Nos dias em que bate a saudade de alguém,

Penetramos em nossas lembranças, tristes ou alegres.

Aí vem uma dor na alma que não se pode mudar,

Como as lembranças dolorosas por outras prazerosas.

E no momento não dá para explicar onde e porque dói.

Na maioria das vezes preferimos fechar no nosso mundo

De tristeza e solidão e com isso ficamos deprimidos.

 

Muitos saem em silêncio da nossa vida e em sigilo permanecem pelo resto dela, sem calar sua voz,

Que fica dissimulada dentro de nós em saudade.

E aparece quando mais precisando de carinho.
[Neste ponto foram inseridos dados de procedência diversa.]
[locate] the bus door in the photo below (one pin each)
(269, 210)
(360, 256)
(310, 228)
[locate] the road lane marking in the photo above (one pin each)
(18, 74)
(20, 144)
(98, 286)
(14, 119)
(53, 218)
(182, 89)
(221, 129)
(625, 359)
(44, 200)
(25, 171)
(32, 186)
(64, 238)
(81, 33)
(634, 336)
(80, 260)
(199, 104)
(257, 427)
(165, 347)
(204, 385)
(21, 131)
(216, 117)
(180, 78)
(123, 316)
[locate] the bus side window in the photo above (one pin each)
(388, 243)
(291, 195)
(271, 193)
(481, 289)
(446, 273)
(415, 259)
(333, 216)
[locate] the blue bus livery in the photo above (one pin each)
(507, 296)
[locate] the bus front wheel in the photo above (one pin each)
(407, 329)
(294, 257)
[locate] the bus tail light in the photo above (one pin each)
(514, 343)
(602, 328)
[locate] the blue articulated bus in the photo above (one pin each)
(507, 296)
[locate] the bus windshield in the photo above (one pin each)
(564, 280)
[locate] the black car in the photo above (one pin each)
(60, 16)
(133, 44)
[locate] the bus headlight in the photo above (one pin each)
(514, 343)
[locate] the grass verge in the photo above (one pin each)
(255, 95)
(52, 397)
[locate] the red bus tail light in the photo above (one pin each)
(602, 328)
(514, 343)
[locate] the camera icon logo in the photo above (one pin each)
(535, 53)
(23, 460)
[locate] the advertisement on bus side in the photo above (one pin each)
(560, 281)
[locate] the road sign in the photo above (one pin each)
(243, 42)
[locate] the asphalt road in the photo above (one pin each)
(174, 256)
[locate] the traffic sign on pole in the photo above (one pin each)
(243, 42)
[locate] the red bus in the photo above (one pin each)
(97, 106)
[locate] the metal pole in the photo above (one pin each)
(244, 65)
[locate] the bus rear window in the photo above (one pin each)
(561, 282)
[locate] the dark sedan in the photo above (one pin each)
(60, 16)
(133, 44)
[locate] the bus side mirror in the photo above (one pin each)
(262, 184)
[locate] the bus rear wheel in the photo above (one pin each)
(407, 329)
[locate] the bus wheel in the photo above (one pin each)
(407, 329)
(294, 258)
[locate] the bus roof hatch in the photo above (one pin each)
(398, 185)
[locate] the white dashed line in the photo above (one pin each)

Será que a saudade é a forma encontrada

Pelo outro ausente, de nos dar carinho?

 

Os ventos que às vezes tiram alguém que amamos são os mesmos que nos trazem alguém que aprendemos a amar...

Por isso não devemos chorar pelo que nos foi tirado,

E sim, aprender a amar o que nos será dado...

Tudo que é realmente nosso nunca se vai para sempre.

Mais que às vezes dá uma saudade doída, isso dá.

 

Aproveitemos então o sol nos proporcionando

O calor da alma e do corpo, sua luz iluminando

A vida e seus raios dando força para a nossa jornada.

E que o que passou seja realmente pretérito

E novas esperanças um futuro brilhante com a fé

Que nos ajudará a sermos firmes, alegres e seguros.

 

Esperando que o rio que passa vai levando consigo

Todas nossas amarguras, todo o nosso sofrimento,

Nossas perdas irreparáveis, nossos amores

Perdidos no horizonte, nossas amargas e sentidas dores.

Que ele só não leve nossas alegrias

Que são o alento para vivermos nossas esperanças.